Notice how all we needed to do was change the reduce_output_stream to disco.schemes.scheme_discodb.discodb_stream(), and turn the count into a str. Remember, DiscoDBs only store byte sequences as keys and values, its up to the user to serialize objects; in this case we just use str.

Query a DiscoDB

Next, lets write a job to query the DiscoDBs.

"""
This example could be run and the results printed from the `examples/util` directory in Disco:

python query_ddb.py <query> <input> ...
"""
import sys
from disco.core import Job, Disco, result_iterator

from disco.worker.classic.func import nop_map
from disco.schemes.scheme_discodb import input_stream

class Query(Job):
    map_input_stream = (input_stream, )
    map = staticmethod(nop_map)

    @staticmethod
    def map_reader(discodb, size, url, params):
        for k, vs in discodb.metaquery(params):
            yield k, list(vs)

if __name__ == '__main__':
    from query_ddb import Query
    job = Query().run(input=sys.argv[2:], params=sys.argv[1])
    for k, vs in result_iterator(job.wait()):
        print('{0}\t{1}'.format(k, sum(int(v) for v in vs)))

Now let’s try creating our word count db from scratch, and querying it:

$ cd disco/examples/util
$ disco run wordcount_ddb.WordCount http://discoproject.org/media/text/chekhov.txt
WordCount@515:66e88:d39
$ disco results @ | xargs python query_ddb.py 'word'
word    18
$ disco results @?WordCount | xargs python query_ddb.py 'this | word'
this | word     217

Hint

The special arguments @ and @?<string> are replaced by the most recent job name and the most recent job with name matching <string>, respectively.
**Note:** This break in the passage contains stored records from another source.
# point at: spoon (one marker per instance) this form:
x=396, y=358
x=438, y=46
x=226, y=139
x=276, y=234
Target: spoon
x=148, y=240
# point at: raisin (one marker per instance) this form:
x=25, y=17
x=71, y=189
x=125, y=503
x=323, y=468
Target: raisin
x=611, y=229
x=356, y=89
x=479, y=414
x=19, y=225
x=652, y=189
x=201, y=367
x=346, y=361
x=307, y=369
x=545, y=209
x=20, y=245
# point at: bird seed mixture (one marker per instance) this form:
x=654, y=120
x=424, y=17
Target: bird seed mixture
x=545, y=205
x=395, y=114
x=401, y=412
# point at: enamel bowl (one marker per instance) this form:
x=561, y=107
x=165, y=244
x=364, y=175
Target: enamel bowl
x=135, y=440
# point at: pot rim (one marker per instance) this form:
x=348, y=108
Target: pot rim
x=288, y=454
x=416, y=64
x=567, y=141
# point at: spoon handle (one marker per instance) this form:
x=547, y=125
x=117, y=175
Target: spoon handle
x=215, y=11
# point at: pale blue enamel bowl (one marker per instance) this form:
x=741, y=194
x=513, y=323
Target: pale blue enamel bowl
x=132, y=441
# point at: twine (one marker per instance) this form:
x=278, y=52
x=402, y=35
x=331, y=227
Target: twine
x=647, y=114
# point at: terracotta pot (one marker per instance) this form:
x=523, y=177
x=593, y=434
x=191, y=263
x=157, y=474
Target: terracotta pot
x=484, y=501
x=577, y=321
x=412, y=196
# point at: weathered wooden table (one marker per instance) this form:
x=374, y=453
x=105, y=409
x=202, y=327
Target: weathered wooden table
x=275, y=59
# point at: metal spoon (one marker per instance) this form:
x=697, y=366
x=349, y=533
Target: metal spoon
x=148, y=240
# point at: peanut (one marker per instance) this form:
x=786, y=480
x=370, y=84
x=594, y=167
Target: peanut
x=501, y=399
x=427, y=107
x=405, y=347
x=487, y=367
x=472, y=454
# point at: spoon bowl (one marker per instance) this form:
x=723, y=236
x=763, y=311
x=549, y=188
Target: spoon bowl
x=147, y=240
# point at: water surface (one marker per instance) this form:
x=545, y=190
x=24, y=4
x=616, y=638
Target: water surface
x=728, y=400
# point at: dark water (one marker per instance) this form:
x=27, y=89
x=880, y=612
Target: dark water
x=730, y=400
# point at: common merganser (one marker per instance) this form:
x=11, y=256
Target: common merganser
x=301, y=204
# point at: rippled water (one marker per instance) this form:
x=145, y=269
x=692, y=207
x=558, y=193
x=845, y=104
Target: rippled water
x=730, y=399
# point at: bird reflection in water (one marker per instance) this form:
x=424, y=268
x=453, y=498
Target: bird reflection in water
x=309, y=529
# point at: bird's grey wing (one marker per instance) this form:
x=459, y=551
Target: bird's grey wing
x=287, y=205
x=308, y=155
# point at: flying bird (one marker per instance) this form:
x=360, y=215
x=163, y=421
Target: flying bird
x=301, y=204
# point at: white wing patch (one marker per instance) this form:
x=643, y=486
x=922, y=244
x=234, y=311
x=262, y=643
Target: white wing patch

See discocli.

There are a few things to note in this example. First of all, we use a disco.worker.classic.func.nop_map(), since we do all the real work in our map_reader. We use a builtin disco.worker.task_io.input_stream(), to return a DiscoDB from the file on disk, and that’s the object our map_reader gets as a handle.
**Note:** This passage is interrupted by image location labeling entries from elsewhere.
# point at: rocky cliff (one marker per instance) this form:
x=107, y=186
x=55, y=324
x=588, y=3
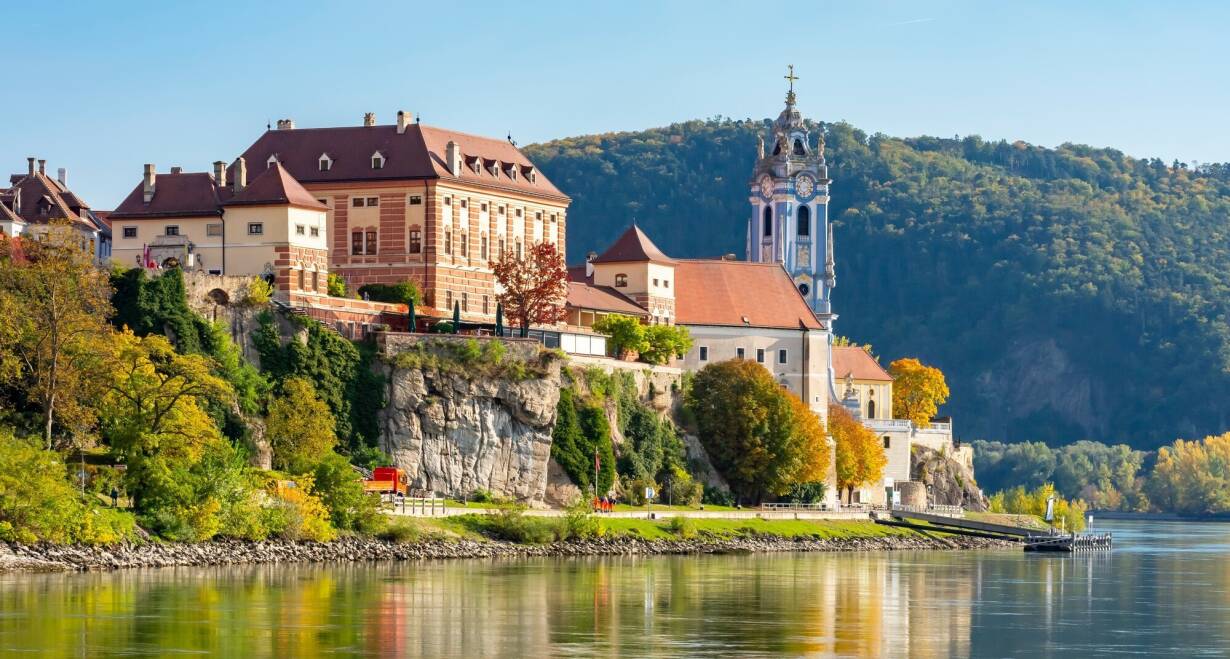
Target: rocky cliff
x=466, y=416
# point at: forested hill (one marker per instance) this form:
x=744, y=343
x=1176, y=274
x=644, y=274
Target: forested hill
x=1068, y=293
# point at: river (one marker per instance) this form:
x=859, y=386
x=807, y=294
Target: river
x=1164, y=590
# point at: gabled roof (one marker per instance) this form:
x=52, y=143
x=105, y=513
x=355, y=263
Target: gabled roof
x=274, y=186
x=634, y=247
x=582, y=295
x=854, y=360
x=416, y=154
x=175, y=194
x=739, y=294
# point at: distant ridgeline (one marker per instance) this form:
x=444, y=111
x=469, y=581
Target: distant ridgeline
x=1067, y=293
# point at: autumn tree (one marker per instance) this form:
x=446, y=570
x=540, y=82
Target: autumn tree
x=54, y=304
x=918, y=390
x=759, y=435
x=860, y=456
x=534, y=285
x=299, y=427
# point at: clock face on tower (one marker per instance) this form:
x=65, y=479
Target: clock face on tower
x=805, y=187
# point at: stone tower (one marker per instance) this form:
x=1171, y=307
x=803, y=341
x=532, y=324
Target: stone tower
x=790, y=208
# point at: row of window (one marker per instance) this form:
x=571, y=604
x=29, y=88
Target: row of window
x=464, y=301
x=741, y=353
x=253, y=229
x=805, y=221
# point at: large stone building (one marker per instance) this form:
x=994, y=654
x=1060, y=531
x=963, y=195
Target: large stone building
x=33, y=201
x=268, y=226
x=408, y=201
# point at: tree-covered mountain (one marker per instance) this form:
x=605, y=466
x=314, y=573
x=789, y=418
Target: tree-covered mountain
x=1068, y=293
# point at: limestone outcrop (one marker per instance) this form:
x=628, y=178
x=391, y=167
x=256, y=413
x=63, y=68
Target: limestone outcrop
x=947, y=481
x=458, y=427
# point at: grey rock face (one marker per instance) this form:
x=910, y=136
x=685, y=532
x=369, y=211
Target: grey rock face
x=455, y=433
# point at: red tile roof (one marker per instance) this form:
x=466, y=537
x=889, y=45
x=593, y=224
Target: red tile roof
x=274, y=187
x=634, y=246
x=582, y=295
x=175, y=194
x=416, y=154
x=739, y=294
x=854, y=360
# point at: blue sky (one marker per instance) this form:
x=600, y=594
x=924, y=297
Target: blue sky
x=101, y=87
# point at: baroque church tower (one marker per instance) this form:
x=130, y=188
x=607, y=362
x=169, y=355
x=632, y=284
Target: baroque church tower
x=790, y=208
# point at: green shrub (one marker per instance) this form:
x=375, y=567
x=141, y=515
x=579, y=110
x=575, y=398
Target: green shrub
x=336, y=285
x=683, y=526
x=404, y=293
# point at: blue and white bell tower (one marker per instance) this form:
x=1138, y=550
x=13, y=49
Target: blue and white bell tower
x=790, y=208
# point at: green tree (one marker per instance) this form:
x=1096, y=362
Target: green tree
x=626, y=333
x=761, y=438
x=299, y=427
x=54, y=304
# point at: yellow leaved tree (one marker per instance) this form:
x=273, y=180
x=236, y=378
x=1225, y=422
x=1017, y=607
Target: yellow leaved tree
x=918, y=390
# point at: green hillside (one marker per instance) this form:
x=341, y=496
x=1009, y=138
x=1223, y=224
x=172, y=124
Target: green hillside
x=1068, y=293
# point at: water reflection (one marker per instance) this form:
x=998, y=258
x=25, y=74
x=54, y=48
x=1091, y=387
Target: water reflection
x=1164, y=590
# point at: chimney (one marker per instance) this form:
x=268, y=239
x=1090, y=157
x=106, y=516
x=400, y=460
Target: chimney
x=240, y=175
x=219, y=173
x=148, y=182
x=453, y=157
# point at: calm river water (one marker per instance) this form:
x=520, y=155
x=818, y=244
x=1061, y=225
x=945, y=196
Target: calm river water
x=1164, y=590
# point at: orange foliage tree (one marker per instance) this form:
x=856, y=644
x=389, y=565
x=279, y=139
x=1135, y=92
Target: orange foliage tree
x=535, y=285
x=860, y=457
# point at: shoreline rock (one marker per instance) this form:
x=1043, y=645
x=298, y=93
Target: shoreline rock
x=226, y=552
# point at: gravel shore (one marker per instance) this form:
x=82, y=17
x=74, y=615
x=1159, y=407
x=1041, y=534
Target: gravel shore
x=58, y=557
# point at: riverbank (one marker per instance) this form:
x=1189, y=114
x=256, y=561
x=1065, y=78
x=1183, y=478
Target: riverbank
x=79, y=558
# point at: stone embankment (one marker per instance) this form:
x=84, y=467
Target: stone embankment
x=57, y=557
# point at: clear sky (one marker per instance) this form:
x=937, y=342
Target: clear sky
x=102, y=87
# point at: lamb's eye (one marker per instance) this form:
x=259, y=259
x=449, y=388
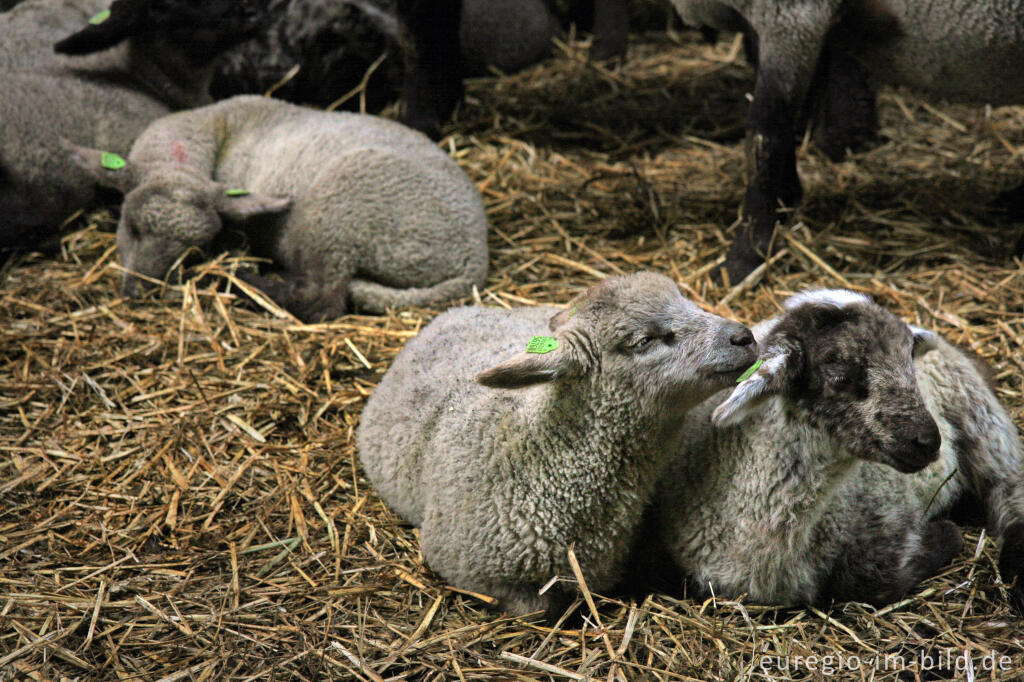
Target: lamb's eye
x=641, y=343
Notice also how we turn vs into a list. This is because discodb.DiscoDB.metaquery() returns lazy objects, which cannot be pickled.

Finally, notice how we run the disco.job.Job. We make the input and params runtime parameters, since we are pulling them from the command line. When we iterate over the results, we deserialize our counts using int, and sum them together.

Make sure you understand why we sum the counts together, why there could possibly be more than one count in the result (even though we only had one global reduce in our word count job).

Hint

Look at the second query we executed on the command line.